一見すると様々な恋愛模様を描いているようだが、実はピューリタニズムがテーマである。
主人公のジェーンは不幸と虐待という過酷な運命に晒されながらも、気がふれたり、心根が捻じ曲がったりしなかったのは神を信じていたからではないか。
信じるものは救われる。

神の課する過酷な幾多の試練を乗り越え、真実の愛に目覚めていく物語である。
節目節目に天使が現れジェーンを優しく導く。
ヨブのように神に訴えかけるわけではなく、耐え忍ぶことによって神の慈愛が示される。

子供の頃、孤児となり親戚に引き取られるが、叔母や従兄弟たちや召使いたちにまで
憎まれ、蔑まれ、不当な扱いを受ける箇所は子供の頃に読んだ「にんじん」や「路傍の石」を読んだことを思い出した。

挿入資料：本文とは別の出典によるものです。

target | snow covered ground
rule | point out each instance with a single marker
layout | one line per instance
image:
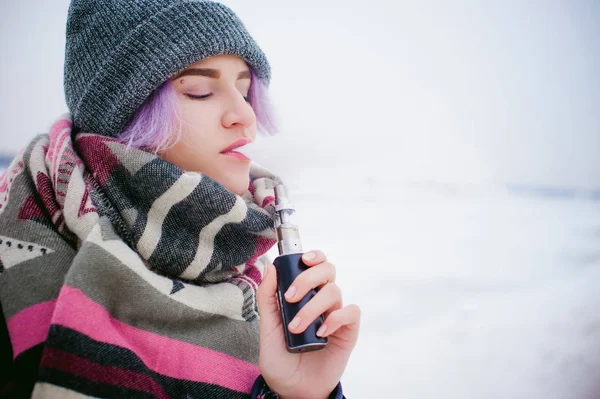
(466, 293)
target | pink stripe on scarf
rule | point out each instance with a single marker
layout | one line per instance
(108, 375)
(30, 326)
(164, 355)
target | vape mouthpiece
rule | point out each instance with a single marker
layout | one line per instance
(288, 238)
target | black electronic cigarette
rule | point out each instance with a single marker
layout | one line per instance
(289, 265)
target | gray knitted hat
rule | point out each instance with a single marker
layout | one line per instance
(119, 51)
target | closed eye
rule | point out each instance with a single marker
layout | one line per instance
(201, 97)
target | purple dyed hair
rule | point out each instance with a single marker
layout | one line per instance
(157, 124)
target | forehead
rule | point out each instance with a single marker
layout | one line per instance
(221, 62)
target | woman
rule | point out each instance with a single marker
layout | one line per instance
(133, 236)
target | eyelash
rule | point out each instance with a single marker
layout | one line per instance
(205, 96)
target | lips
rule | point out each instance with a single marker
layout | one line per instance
(236, 144)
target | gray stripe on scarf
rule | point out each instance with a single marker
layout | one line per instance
(135, 302)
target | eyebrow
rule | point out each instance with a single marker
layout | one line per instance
(211, 73)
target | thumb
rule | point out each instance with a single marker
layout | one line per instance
(266, 295)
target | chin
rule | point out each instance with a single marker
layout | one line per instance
(238, 186)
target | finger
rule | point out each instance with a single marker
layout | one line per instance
(266, 294)
(313, 258)
(314, 277)
(329, 298)
(348, 316)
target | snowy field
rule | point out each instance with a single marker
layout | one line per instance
(478, 293)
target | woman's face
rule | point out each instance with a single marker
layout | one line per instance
(212, 97)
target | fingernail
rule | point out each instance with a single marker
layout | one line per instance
(309, 256)
(295, 323)
(322, 330)
(289, 294)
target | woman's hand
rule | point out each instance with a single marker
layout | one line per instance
(311, 374)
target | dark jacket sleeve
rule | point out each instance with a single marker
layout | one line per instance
(260, 390)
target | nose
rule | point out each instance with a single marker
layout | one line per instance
(238, 111)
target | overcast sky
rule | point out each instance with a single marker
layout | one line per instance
(465, 92)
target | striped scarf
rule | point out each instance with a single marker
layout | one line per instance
(121, 275)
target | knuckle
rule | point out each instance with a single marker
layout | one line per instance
(354, 310)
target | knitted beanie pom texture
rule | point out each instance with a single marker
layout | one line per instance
(118, 51)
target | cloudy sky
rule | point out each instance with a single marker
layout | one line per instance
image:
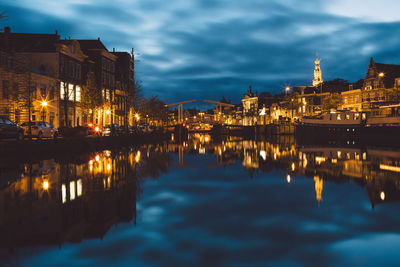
(206, 49)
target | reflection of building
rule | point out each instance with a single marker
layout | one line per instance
(319, 185)
(56, 202)
(317, 73)
(379, 81)
(351, 100)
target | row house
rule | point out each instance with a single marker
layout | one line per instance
(125, 88)
(103, 66)
(379, 81)
(43, 76)
(53, 75)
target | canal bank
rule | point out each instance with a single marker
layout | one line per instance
(54, 147)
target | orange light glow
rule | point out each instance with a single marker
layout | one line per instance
(45, 185)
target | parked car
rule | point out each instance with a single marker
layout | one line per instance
(133, 129)
(8, 129)
(93, 129)
(112, 129)
(40, 129)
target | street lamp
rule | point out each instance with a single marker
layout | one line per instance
(44, 105)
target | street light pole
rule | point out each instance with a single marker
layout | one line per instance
(44, 105)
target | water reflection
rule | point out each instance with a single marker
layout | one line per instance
(52, 201)
(58, 201)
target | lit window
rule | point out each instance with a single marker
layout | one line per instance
(62, 90)
(72, 190)
(78, 94)
(70, 92)
(64, 193)
(79, 187)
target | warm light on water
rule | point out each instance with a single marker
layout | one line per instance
(211, 203)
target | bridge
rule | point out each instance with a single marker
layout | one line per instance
(219, 117)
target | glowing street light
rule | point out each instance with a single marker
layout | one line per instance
(45, 185)
(44, 105)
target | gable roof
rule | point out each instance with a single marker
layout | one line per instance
(390, 72)
(91, 44)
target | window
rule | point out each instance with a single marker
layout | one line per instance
(15, 91)
(78, 93)
(78, 71)
(62, 65)
(71, 92)
(33, 90)
(43, 91)
(51, 93)
(51, 119)
(62, 90)
(71, 69)
(6, 85)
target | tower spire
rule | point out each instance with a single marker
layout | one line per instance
(317, 73)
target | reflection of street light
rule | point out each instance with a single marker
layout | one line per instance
(44, 105)
(45, 185)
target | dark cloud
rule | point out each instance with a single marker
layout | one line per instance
(197, 49)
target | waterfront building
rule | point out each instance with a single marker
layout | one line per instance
(380, 82)
(351, 100)
(104, 71)
(48, 56)
(317, 73)
(125, 88)
(250, 108)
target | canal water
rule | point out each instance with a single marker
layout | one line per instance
(203, 202)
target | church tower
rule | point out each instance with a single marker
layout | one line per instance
(317, 73)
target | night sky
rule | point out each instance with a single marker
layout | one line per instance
(209, 49)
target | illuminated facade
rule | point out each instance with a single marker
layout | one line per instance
(250, 108)
(317, 73)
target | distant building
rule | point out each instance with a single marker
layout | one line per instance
(380, 79)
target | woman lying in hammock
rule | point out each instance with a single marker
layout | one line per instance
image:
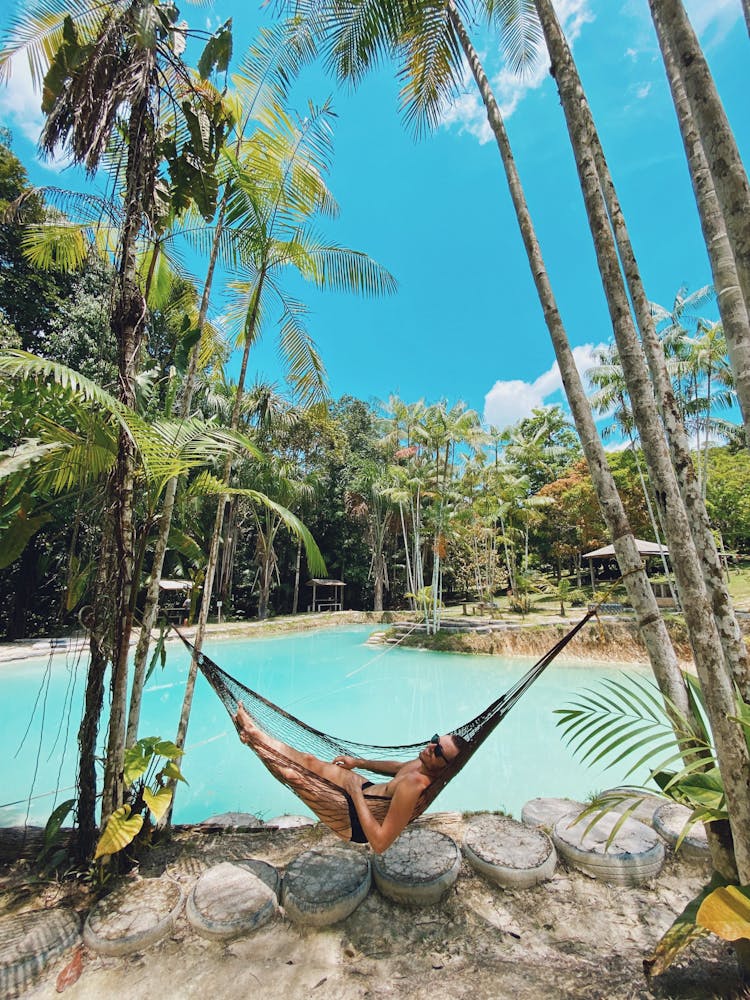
(407, 781)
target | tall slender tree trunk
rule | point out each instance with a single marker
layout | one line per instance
(297, 568)
(719, 145)
(732, 307)
(716, 682)
(100, 655)
(653, 630)
(213, 555)
(733, 646)
(151, 606)
(127, 325)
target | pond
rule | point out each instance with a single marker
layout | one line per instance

彼らがジェーンを敵視していたのと同じ様に、彼女もまた彼らを憎んでいた。
「汝の敵を愛せ」という言葉の通り、従兄弟たちと和解するが叔母は憎しみを捨て去る事ができずに不幸のまま死んでいく。
従兄弟の中でも長男は堕落したあげく破滅し命を落とす。
また従兄弟の長女は常に神の声を聴こうとし、静かな祈りの中に生きて行くために修道院に入る。

ジェーンに求婚したロチェスター氏は真実を隠し、重婚しようとしたため再び後悔と絶望の淵に立たされる。しかし自分を犠牲にしてまでも狂った妻を救おうとしたことで、天罰は与えられたもののジェーンを得るという再び恩恵をいただいた。

セント・ジョンは使徒たちのように、パウロの伝道のように異邦人の異教徒たちに神の教えを伝えるために、神に殉じる神の戦士としての生き方を選択した。
自己を厳しく抑制し、他人にも同じ神の僕としての義務を全うするよう要求する。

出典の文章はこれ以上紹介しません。